Autozone printout says most likely cause is lean A/F due to vacumn leak. Also adds 3 other possible causes: Ignition system fault, fuel injector fault, and engine mechanical condition.

SO... Anyone have any ideas as to what could be wrong with my motor? I only have 82K on it, and its acting up a lot lately. BTW, i have an 06 A3 2.0T with 6MT. 

EDIT: I replaced the spark plugs at 55K miles with NGK's one heat range colder. The only mod on this car is an EIP CAI.


----------



## x9t (Sep 19, 2005)

.. carbon build up can cause missfires or maybe injectors.. I guess you would have to run some logs.

JT


----------



## vdubaz (Jul 12, 2011)

Euro,
Any word on what was the cause for the misfires?
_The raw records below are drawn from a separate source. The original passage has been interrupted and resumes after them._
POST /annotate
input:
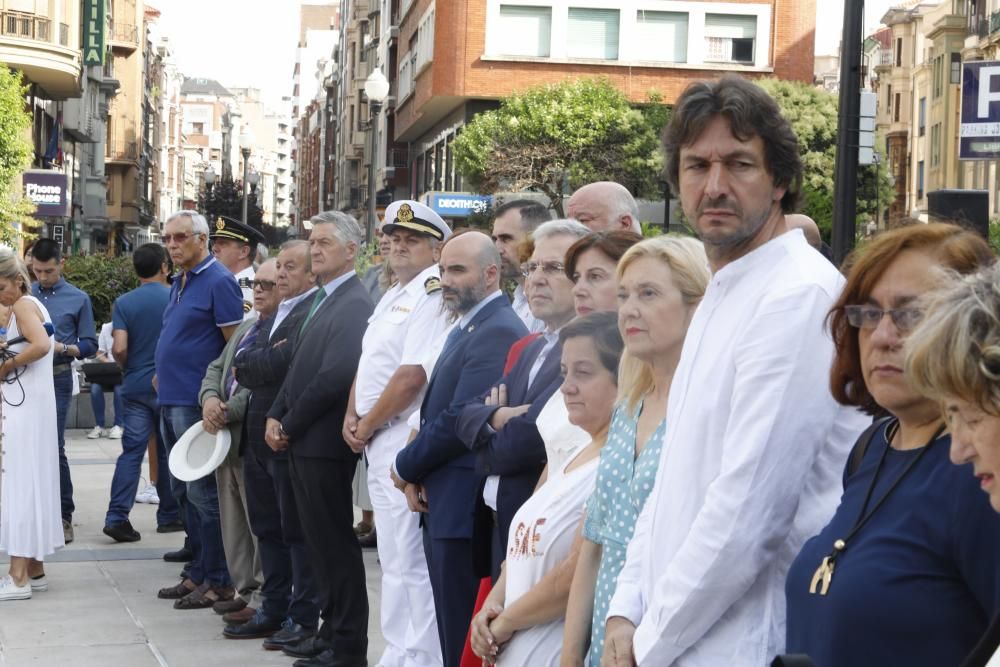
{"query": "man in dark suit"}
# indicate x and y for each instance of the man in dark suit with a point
(289, 590)
(307, 419)
(436, 469)
(501, 428)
I have 138k on my '07 GTI and i've had this issue for over 4 months now and i'm hoping to find the cure.
My independent vw shop is looking at the car next week and i'd like to see if I can throw them some possible causes.
So far PCV, Plugs, Coils, and Purge Valve have been replaced on my ride.


----------



## xtravbx (May 21, 2005)

w/ 138k i'd be worry about carbon build up.

obviously fueling too - cam follower, hpfp, etc.


----------



## fantonio (Feb 12, 2012)

*Same here*

I have the same 3 codes and high mileage....hopefully someone will have an update


----------